- Elon Musk amended his lawsuit against OpenAI and Microsoft, redirecting any potential damages — estimated at more than $150 billion — to OpenAI’s original charitable foundation rather than to himself.
- Musk’s attorney Marc Toberoff confirmed that Musk “is not seeking a single dollar for himself,” reframing the suit as a charitable enforcement action.
- The amended complaint demands the removal of CEO Sam Altman from the foundation’s board and asks the court to require both Altman and President Greg Brockman to surrender their equity and financial benefits to the foundation.

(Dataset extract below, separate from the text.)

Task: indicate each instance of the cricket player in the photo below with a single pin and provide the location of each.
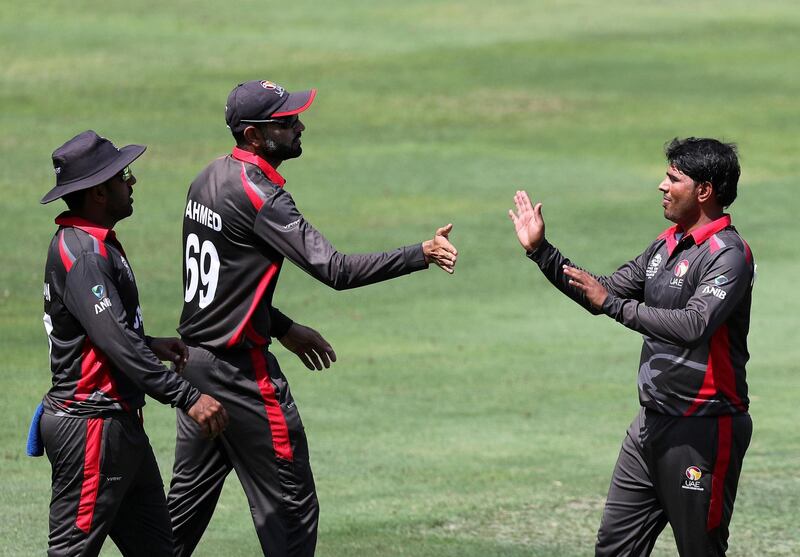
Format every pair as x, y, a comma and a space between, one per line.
105, 478
240, 226
689, 295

- The trial is scheduled to begin in April 2026 in Oakland, California; OpenAI, valued at $852 billion and planning an IPO, has asked state attorneys general to investigate Musk’s conduct.
What Happened
Elon Musk filed an amended complaint in his ongoing lawsuit against OpenAI and Microsoft, restructuring the relief he is seeking so that any potential damages — estimated by his legal team at more than $150 billion — would go to OpenAI’s original charitable foundation rather than to Musk personally. Marc Toberoff, Musk’s attorney, told the Wall Street Journal that Musk “is not seeking a single dollar for himself.” The development was reported by The Decoder on April 9, 2026.
The amendment marks a tactical shift in how the lawsuit is framed publicly. By directing any damages to the foundation, Musk’s team positions the suit as an effort to restore value to the nonprofit entity rather than as personal financial recovery — a distinction that may affect judicial reception and public perception of the case. The trial is scheduled to begin this month in Oakland, California.
Why It Matters
OpenAI is currently valued at $852 billion and is planning an initial public offering, making the lawsuit’s outcome directly relevant to the company’s corporate restructuring timeline. The suit challenges the legal validity of OpenAI’s transition from a pure nonprofit to a capped-profit commercial entity, a structural change that requires regulatory sign-off from the attorneys general of both California and Delaware.
Musk’s amended filing arrives as OpenAI pursues its own legal escalation. The company has formally asked the attorneys general of Delaware and California to investigate Musk’s conduct in connection with the case, adding a regulatory dimension to the dispute beyond the courtroom proceedings.
Technical Details
The amended complaint seeks two specific forms of injunctive relief beyond monetary damages: removal of CEO Sam Altman from the OpenAI nonprofit foundation’s board, and a court order compelling both Altman and President Greg Brockman to surrender their equity stakes and financial benefits derived from the commercial entity to the foundation. Musk’s legal team contends that these benefits were improperly obtained by exploiting the nonprofit’s tax-exempt status and by defrauding early donors, including Musk himself.
The $150 billion figure represents Musk’s lawyers’ estimate of the value the nonprofit foundation was deprived of through the for-profit conversion. Microsoft, which has made substantial investments in OpenAI across multiple rounds since 2019, remains a named co-defendant. The central legal theory holds that OpenAI’s commercial growth to an $852 billion valuation was built on a nonprofit structure that early donors funded under different terms.
Musk’s claims are complicated by contemporaneous evidence cited in prior reporting: early interview notes indicate that Musk agreed to adding a for-profit unit in 2017 and participated in transition discussions while the nonprofit structure remained formally in place.
Who’s Affected
Altman and Brockman face the most direct consequences under the proposed relief — forfeiture of equity positions and removal from foundation governance — if a court rules in Musk’s favor. OpenAI’s broader investor base, which includes Microsoft as a major stakeholder, holds stakes tied to the planned IPO; unresolved litigation could complicate the regulatory approvals required for OpenAI’s conversion to a fully for-profit public benefit corporation.
OpenAI characterized the suit publicly as “a harassment campaign driven by ego, jealousy and a desire to slow down a competitor,” in a post on X. The company’s request for state-level attorney general investigations against Musk represents an escalation beyond courtroom proceedings, placing Musk’s own conduct under formal regulatory scrutiny.
What’s Next
The trial is scheduled to begin in April 2026 in Oakland, California, with both parties arriving after an extended pretrial period marked by competing legal escalations. OpenAI’s planned IPO and conversion to a public benefit corporation both require regulatory approvals that an active, high-profile trial could delay or complicate. Should a court grant Musk’s requested relief — requiring Altman or Brockman to surrender equity to the charitable foundation — the ruling would have no direct precedent in nonprofit-to-commercial conversion disputes in the technology sector.